Wie liebevoll und bestimmt hatte sie Marthe, die ihre Kräfte im Stich ließen, gezwungen, sich zurückzuziehen, und hatte selbst die ganze Bürde auf ihre schwachen Schultern genommen.

Ich will versuchen, Edith ebenso treu zur Seite zu stehen wie sie, dachte er.

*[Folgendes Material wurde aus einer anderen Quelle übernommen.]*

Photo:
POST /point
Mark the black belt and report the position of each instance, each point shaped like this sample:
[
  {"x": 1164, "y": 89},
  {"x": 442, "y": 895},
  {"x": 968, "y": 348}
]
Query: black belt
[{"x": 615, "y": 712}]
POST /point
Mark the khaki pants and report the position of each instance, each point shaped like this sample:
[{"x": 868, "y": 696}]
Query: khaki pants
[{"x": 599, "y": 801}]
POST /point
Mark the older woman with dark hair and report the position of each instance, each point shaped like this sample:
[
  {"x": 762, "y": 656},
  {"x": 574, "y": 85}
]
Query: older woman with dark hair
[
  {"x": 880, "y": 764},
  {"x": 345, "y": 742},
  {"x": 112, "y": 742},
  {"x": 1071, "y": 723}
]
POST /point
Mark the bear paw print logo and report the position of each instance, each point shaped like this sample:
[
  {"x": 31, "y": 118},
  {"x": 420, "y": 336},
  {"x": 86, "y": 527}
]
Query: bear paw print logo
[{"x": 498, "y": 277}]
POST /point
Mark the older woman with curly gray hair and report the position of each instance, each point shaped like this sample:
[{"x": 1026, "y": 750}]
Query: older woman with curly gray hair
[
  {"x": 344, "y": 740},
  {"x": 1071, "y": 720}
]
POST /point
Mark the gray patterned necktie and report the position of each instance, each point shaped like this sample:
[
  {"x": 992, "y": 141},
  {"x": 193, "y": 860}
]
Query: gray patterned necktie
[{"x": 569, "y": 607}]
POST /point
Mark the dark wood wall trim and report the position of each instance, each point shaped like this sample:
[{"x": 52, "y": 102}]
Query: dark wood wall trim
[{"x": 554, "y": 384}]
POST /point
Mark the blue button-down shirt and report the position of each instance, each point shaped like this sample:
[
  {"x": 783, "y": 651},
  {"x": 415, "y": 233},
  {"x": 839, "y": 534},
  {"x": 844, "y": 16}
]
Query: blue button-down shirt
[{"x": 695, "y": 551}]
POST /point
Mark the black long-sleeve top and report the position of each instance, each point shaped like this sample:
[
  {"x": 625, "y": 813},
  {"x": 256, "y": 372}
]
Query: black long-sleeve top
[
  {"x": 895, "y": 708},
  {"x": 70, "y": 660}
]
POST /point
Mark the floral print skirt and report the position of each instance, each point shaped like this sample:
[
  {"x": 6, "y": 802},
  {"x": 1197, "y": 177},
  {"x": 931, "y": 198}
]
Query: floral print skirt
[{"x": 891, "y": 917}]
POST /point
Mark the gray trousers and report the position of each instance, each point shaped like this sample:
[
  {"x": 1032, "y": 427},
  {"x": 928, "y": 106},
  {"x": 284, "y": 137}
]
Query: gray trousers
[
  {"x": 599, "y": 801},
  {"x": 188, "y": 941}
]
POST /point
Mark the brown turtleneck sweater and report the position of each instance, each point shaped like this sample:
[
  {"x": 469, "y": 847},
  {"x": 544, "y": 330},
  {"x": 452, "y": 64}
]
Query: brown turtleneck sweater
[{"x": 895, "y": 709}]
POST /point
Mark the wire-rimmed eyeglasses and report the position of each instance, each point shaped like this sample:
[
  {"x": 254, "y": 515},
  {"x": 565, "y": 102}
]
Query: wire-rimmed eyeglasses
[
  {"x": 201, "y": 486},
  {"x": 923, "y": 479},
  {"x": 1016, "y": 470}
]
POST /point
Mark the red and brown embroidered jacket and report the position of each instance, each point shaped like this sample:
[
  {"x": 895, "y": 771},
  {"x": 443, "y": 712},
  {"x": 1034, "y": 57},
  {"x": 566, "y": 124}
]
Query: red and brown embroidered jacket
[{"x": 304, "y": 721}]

Und jetzt ordnete Mimi alles in ihrer Wohnung für den großen Tag, an dem Marthe und er in ihr Heim einziehen sollten; noch vierzehn Lage waren es bis dahin.

Bent lehnte sich in den Stuhl zurück und überlegte. Wenn Marthe Mimis Pflegemutter ist, werde ich ihr Pflegevater. Eine Pflegetochter von zwanzig und eine Stieftochter von drei Jahren! Das war für den Anfang gar nicht wenig.

Er lächelte über seine doppelte Würde, richtete sich aber doch unwillkürlich höher.

Jetzt erklang der Kanonenschuß vom Janiculo. Er zog seine Uhr, stellte sie und ging zum Frühstück.

Als er in die brennende Sonne hinauskam, hörte er die Straßenbahn um die Ecke poltern und lief zur Haltestelle. Indem er aufsprang, sagte plötzlich eine Stimme in ihm:

Und wenn mir nun eines Tages die Richtige begegnet!

Das Blut schoß ihm zu Kopf, er war atemlos vom Lauf. Nachdem sich Herz und Lungen beruhigt hatten, muhte er vor sich hinlächeln.

Romanideen! Hatte er Harriet nicht aufrichtig und heiß geliebt? Und sie doch nach einem Monat vergessen?

Er seufzte bekümmert, seine Unbeständigkeit demütigte ihn – und er dachte an andere Dinge.